В день 29 ноября, когда у Жанны Эбютерн родилась дочь, Лолотта проснулась не от страха и слёз, а потому что на улице кто-то кричал её имя.
Она занимала квартирку в верхнем этаже, – бывшие комнаты прислуги, скошенные потолки, окно падает вниз, как нож гильотины. День был очень холодным – пока Моди с семейством нежился на солнышке Ниццы, в Париже стояла такая лютая осень, что зимы бывают краше. Разумеется, Лолотта не открывала окон на ночь, и потому слышала свое имя как будто на расстоянии. Кричит кто-то, и пусть себе кричит: мало ли какую Лолотту зовут. А человек вдруг возьми и выкрикни её фамилию. Здесь ли, дескать, проживает, и в каком номере? Консьерж, видать, отлучился, но это же не повод орать, как деревенскому петуху.
– У меня к вам дело!
Лолотта рванула раму кверху.

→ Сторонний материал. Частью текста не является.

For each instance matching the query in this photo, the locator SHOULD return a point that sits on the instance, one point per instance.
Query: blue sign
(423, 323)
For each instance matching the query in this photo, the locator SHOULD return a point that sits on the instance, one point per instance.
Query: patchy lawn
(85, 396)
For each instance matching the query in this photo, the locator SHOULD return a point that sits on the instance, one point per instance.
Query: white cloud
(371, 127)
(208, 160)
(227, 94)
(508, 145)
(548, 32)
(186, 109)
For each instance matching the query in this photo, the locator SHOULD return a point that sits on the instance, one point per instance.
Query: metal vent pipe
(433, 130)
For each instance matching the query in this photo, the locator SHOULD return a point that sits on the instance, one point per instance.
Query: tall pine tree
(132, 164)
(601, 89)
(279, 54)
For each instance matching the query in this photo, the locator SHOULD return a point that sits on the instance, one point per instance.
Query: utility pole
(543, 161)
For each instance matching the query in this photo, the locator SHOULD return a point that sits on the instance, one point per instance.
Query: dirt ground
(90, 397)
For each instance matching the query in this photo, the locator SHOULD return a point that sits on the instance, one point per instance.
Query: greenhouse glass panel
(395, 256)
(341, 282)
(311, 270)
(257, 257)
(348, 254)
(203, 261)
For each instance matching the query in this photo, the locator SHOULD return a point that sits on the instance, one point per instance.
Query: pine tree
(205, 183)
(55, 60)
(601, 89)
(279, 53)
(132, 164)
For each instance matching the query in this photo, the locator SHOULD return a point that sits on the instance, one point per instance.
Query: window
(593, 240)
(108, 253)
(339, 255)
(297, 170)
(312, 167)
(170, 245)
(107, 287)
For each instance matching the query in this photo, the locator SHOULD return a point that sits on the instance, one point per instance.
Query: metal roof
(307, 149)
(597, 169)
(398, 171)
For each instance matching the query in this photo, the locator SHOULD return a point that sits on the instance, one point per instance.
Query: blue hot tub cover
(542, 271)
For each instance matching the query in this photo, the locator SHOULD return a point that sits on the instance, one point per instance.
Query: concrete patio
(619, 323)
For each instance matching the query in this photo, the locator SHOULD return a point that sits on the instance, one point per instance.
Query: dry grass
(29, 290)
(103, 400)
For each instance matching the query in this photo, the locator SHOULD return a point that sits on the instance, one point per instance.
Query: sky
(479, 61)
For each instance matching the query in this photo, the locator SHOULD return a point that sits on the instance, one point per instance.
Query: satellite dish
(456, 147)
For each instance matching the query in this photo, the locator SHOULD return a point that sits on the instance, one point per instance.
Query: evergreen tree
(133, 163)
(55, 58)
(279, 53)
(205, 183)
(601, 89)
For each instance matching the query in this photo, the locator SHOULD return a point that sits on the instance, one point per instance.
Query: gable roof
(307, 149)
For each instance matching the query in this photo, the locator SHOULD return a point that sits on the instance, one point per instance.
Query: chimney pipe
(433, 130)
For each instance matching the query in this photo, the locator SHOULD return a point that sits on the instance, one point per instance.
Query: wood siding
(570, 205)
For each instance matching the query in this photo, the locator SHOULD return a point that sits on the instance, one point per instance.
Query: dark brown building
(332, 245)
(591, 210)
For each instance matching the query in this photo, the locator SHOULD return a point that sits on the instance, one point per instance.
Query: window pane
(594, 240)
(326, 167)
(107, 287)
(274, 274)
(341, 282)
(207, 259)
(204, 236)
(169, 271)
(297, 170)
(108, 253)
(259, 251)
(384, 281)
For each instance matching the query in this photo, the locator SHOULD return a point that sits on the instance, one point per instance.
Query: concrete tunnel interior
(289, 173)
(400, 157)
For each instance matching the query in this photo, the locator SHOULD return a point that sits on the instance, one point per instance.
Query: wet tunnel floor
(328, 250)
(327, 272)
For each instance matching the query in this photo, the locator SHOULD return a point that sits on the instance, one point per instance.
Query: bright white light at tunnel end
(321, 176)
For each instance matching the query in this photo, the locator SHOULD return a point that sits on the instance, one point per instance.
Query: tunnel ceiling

На тротуаре – приличный мужчина в хорошем костюме. Не из красавцев, лицо бледное, длинное: это она даже сверху приметила. Лолотта, вообще, приметливая.
– Поднимитесь через четверть часа! – велела она, тряхнув волосами, как «прекрасная Отеро».
Брызнула в лицо водой, спрятала деньги в ларец. На кровать – покрывало, в рот – конфет из бонбоньерки, что принес вчера Чётный. Руками пригладила волосы, груди спрятала под рубашкой, потом все-таки выпустила частично наружу. Намек, обещание, тайна, продолжение следует, как пишут в «Ревю де Пари». За ушами – маленькими, но мясистыми, – провела хрустальной пробкой от La Rose Jacqueminot. Хрусталь оказался ледяным, Лолотта вздрогнула. Ей все ещё мерещился сигарный запах усов Чётного, поэтому она провела ледяной пробкой между грудями, как будто разделяя их. Мысль, которая пришла ей в голову при этом будничном действии, оказались такой похабной, что Лолотта сама собой возмутилась. Кажется, не ей жаловаться на одиночество!